Perhaps the most extraordinary aspect of the recollection was that Sybil remembered that at one moment she had been Mary, at the next Sybil Ann, and that when she was the one, the other was a person beside her, to whom she could talk and express opinions and from whom she could seek advice.

Sybil could see herself becoming Sybil Ann. As Sybil Ann she had returned to the apartment and had been suddenly obsessed with the desire to go off on a trip. Somehow this trip had not eventuated, but while planning to go, she had looked at a purse on the dresser with Sybil Ann's eyes, thinking that she would take the purse with her and return it as soon as she got settled somewhere. Observing that the name on the identification card was Sybil I. Dorsett, Sybil in the person of Sybil Ann thought: that must be the owner. The memory of being Sybil Ann was so distinct that it had even included Sybil Ann's confusion as to who Sybil was.

This glimpse into the present was followed some weeks later by an even more confoundingly swift perception of the past.

At breakfast Teddy was saying, "I'd certainly like to know what Peggy Lou was talking about when she said that letters make words, words make sentences, and sentences make paragraphs."

"You're asking me what Peggy Lou meant?" Sybil replied. "Me? I'm the last one to ask.

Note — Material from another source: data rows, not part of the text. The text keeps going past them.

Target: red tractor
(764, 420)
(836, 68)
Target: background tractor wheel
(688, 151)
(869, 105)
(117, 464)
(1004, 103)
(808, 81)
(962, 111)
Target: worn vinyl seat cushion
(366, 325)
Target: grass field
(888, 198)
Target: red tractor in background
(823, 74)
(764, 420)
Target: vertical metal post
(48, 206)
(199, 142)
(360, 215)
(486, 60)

You know how Peggy Lou and I feel about each other."

"Peggy Lou also said something about little gray boxes in rows and that she had to watch and be careful, that she had to get away," Teddy went on. "I've been hearing about these letters, words, and boxes for several years now."

Sybil replied thoughtfully, "I haven't the faintest idea." But as she spoke, she looked up at the blank red wall just ahead and, although aware of herself as Sybil, at the same time she felt like a little girl. It was not a matter of being childlike but of being a child. Then Sybil found herself saying, "When I was a youngster, I was not allowed to listen to fairy tales or any stories that were not "the truth." Nor was I allowed to make up stories. But I liked to write, especially animal stories and poetry. When Mother and Dad made me promise I would stop, I devised a way to "write" without writing. I would cut words and single letters in headings out of newspapers and put the letters in little gray boxes, which I took to school. Then I'd paste the words on sheets of heavy paper so that the letters made words, the words made paragraphs, and I could write without writing. You see?"

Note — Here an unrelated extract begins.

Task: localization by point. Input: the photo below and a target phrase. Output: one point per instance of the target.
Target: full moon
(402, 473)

Bewildered, Teddy reminded her roommate, "But you just said that you didn't have the faintest recollection."

"I didn't," Sybil replied calmly, "but then I did. You see I devised that technique when I was in the third and fourth grades, after my grandmother died."

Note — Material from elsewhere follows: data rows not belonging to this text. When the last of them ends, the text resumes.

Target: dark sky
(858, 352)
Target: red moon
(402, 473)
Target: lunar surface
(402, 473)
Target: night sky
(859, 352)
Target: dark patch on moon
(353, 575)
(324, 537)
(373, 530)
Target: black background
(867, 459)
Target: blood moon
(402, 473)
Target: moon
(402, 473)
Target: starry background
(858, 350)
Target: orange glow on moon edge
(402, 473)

The third and fourth grades, after her grandmother died? The calm vanished as Sybil realized what she had said.

Out of the mist hanging heavily over Sybil's two lost years (between the ages of nine and eleven) Peggy Lou's memories were becoming Sybil's. By responding to Peggy Lou's memory as if it were her own, the waking self that was called Sybil had been able to recall an incident from the childhood of the alternating self. And all at once Sybil realized that at that moment she felt not merely like Peggy Lou; she was one with her. Pentothal had ripped open the unused line of communication between Sybil and one of her other selves to restore a fragment of the lost years. Sybil, who had never been ten or eleven years old, had in a swift flashback become those ages. What had started as a casual breakfast conversation had become a milestone along the pathways of restoration of the original Sybil.

With the new feeling of being one with Peggy Lou there also came a wholly new attitude toward both Peggy Lou and the other selves. Sybil was now becoming able to distinguish what she did, as she put it, as "someone else" from what she did "as myself." The Sybil who in Vicky's description stood aside had now moved in closer.